UNVERIFIED RESEARCHER-REPORTED DOSING INFORMATION
The following dosing information has been compiled from community forums, researcher discussions, and gray-market sources. This information has NOT been verified through peer-reviewed scientific studies or clinical trials. It does NOT constitute medical advice, a prescription, or a recommendation for human use.
This data is presented solely for informational and educational purposes to document what is commonly discussed in research communities. Dosing protocols may be inaccurate, dangerous, or based on anecdotal reports with no scientific validation. Individual responses vary significantly, and unregulated compounds carry inherent risks including contamination, mislabeling, and unknown side effects.
Always consult qualified medical professionals before making any health-related decisions. The repository maintainers assume no liability for the use or misuse of this information.

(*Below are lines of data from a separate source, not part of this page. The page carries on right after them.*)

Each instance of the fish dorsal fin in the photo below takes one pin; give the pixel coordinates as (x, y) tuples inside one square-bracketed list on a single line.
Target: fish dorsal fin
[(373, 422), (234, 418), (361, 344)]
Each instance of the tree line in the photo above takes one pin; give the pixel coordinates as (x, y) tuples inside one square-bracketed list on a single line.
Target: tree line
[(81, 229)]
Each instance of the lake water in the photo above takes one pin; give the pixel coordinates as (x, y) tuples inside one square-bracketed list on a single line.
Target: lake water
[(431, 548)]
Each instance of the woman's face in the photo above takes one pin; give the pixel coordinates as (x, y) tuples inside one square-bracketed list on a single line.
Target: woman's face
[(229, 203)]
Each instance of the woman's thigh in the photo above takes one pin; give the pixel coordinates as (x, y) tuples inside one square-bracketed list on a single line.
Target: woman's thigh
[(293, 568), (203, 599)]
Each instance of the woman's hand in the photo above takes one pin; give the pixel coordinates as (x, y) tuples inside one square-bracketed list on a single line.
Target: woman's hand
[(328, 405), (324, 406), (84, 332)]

Researcher-Reported Dosing Protocols
Common Dose Range: Intranasal: 16-48 IU per day; IV for labor induction: 0.5-2 mIU/min; IV for postpartum hemorrhage: 60-200 mIU/min; IM for postpartum hemorrhage: 10 units
Administration Route: Intranasal, Intravenous (IV), Intramuscular (IM)
Frequency: Intranasal: Once or twice daily
Timing: Not consistently reported for research purposes outside of labor and delivery.

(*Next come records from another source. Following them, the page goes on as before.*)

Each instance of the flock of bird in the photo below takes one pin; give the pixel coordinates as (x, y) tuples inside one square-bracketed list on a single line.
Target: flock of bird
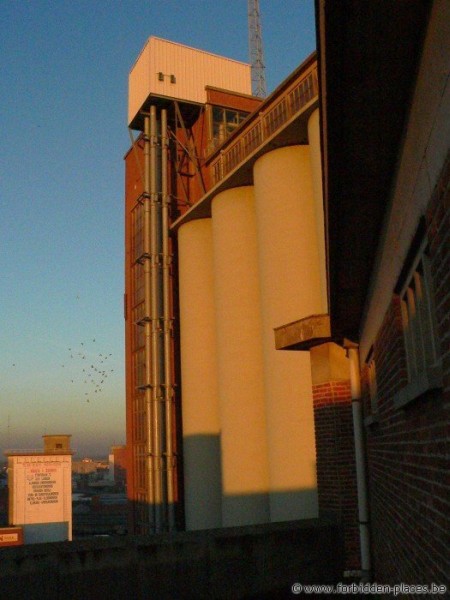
[(91, 369), (86, 367)]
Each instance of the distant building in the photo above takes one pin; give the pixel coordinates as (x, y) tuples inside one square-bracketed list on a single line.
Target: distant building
[(118, 466), (40, 490)]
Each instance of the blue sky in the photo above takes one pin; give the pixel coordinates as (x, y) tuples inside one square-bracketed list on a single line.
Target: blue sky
[(63, 71)]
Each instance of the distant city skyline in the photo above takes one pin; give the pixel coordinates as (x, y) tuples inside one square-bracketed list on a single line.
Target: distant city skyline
[(64, 105)]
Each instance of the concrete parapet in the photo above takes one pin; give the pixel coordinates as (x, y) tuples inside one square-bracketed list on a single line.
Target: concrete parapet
[(259, 561)]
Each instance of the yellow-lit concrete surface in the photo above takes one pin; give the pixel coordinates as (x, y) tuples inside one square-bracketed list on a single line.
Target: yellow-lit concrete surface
[(240, 359), (290, 282), (329, 362), (201, 429)]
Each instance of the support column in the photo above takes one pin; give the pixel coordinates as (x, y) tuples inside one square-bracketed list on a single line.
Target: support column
[(317, 184), (290, 289), (240, 359), (336, 471), (201, 427)]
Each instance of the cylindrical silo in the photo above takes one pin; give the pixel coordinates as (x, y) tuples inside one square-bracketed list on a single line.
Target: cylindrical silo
[(240, 359), (201, 428), (290, 289)]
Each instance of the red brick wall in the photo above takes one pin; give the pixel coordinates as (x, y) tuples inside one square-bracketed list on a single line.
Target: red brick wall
[(336, 476), (408, 448)]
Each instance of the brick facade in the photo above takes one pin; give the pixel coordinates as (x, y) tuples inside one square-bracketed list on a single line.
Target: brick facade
[(408, 447), (336, 462)]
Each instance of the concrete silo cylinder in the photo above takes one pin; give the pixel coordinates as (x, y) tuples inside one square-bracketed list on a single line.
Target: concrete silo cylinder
[(290, 290), (201, 428), (240, 359)]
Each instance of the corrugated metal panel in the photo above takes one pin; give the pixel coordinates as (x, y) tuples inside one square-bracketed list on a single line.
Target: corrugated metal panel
[(193, 70)]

Schedule / Protocol: Intranasal: Continuous daily use for several weeks (e.g., 4-24 week cycles). IV/IM: As needed during and after labor.
Dose Escalation: For IV labor induction, the dose is titrated upwards every 15-60 minutes. For intranasal use, researchers often start with a lower dose and increase it over time.
Additional Notes: The most common administration route in research settings is intranasal. Dosing for intranasal administration varies significantly between studies. IV and IM routes are primarily used in clinical settings for labor, delivery, and postpartum hemorrhage.
This researcher-reported dosing information was compiled from unverified community sources and does not represent validated scientific or medical guidance.
Oxytocin has a mature clinical and post-marketing history rather than a still-forming development program. Clinical-trial content should therefore emphasize the breadth of established use plus ongoing research questions in behavioral and psychiatric domains. Users should be able to distinguish routine approved practice from experimental CNS applications.
Oxytocin is an established approved medicine in multiple jurisdictions and a core obstetric therapeutic. The repository should label it as approved / clinically established, with acetate captured as a formulation or ingredient detail rather than as a separate development-stage novelty product.
13. References and source quality
Highest-value sources include FDA labeling and regulatory documents for oxytocin injection, authoritative obstetric guidelines, and major pharmacology references such as PubChem and standard drug monographs. Behavioral-use narratives from research or popular media should be stored separately from the core approved-use source stack.
Important manufacturing fields include peptide synthesis quality, salt form, sterility, preservative content, concentration, vial or ampule presentation, and cold-chain or storage instructions. Because oxytocin is a hospital medicine, formulation and stability details matter in a more conventional pharmaceutical way than in many research-peptide entries.
Version 0.1 starter entry created March 14, 2026. Evidence basis for this draft: FDA labeling, core pharmacology references, and established clinical practice context. Confidence level: high.